White agrees that the department may have met its immediate needs for community police officers. But he believes that the city should have taken the money anyway, given the overall shortages in the police department--and the opportunity to hire extra cops at what amounts to one-quarter of the normal cost. White also says that the community officer job description is not so rigid that the additional officers could not be used for other duties.

The Dallas Police Department remains understaffed, in comparison to the hiring goals set by the City Council in 1988. The council's objective, never met, was to provide three officers for every 1,000 residents--a nationally accepted ratio for effective law enforcement. But the Dallas Police Department--with a total of 2,778 officers on the force now--has only 2.78 officers for every 1,000 residents. Those figures, which place the department 222 officers short of the council's goal, include police administrators who never answer crime calls or patrol the streets.

Past recruiting problems may provide another reason that the department may be gun-shy about hiring large numbers of officers over a short period. In 1994, the Dallas police department produced an in-house audit that suggested it had run into serious snags when it tried to recruit large numbers of new officers. The audit, ordered by Chief Click after a number of high-profile firings, focused on 86 officers who had entered the police academy since 1990, and subsequently had been disciplined. According to an account of the audit published a year ago in The Dallas Morning News, several candidates failed to meet minimum standards but were allowed to enter the academy anyway. They were then not eliminated or dealt with effectively in the training process, the report stated.

The federal Cops-Ahead program grew out of President Bill Clinton's pledge in his 1994 State of the Union address to put 100,000 new police officers on America's streets. The program, passed later that year with a comprehensive crime measure that authorized some $8.8 billion in federal spending for grants to local police and sheriff's departments--including Cops-Ahead--was designed to increase the number of police nationwide.
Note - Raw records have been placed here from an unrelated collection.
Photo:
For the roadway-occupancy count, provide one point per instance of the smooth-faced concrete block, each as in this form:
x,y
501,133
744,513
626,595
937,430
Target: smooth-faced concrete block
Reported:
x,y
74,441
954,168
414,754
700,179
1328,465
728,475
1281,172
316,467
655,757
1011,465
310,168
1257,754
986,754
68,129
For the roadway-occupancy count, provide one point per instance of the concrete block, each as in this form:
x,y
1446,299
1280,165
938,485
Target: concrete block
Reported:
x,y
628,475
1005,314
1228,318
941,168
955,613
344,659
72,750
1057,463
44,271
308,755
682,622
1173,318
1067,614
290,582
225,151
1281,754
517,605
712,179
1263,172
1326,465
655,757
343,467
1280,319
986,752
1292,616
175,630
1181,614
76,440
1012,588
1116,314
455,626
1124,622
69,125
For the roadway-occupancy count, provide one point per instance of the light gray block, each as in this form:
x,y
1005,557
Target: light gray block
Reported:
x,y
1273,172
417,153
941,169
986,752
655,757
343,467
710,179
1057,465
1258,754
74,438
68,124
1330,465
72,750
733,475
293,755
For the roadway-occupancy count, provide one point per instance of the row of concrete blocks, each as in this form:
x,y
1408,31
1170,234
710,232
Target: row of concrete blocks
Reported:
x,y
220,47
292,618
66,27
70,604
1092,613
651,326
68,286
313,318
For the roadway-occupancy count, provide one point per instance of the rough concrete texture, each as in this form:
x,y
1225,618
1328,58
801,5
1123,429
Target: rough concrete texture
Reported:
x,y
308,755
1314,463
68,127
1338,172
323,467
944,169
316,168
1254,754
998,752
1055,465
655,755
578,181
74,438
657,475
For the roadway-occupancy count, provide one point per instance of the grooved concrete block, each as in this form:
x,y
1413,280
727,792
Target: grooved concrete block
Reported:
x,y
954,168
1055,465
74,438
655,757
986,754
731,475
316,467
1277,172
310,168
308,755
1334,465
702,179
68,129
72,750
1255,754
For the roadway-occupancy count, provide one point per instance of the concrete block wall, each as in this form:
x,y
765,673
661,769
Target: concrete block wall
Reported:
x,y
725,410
The Cops-Ahead program earmarks funds for cities like Dallas with a population of 50,000 or more. The program rules forbid participating city and state agencies to use the funds to replace monies already earmarked for the hiring of new officers.

Through the Cops-Ahead program, the federal government expects to issue some $225 million in grants. Since the program was announced, 632 law enforcement agencies nationwide have taken advantage of the funding to begin hiring and training some 4,600 officers.

Charles Miller, a spokesman for the Department of Justice, which is administering the program, says Dallas' decision to turn down a significant part of the federal money is unique. "Some other, smaller, communities have turned down the funds altogether because of the costs associated with them," Miller says. "But I don't recall any other instances where a city has adjusted downward the amount it expected to receive.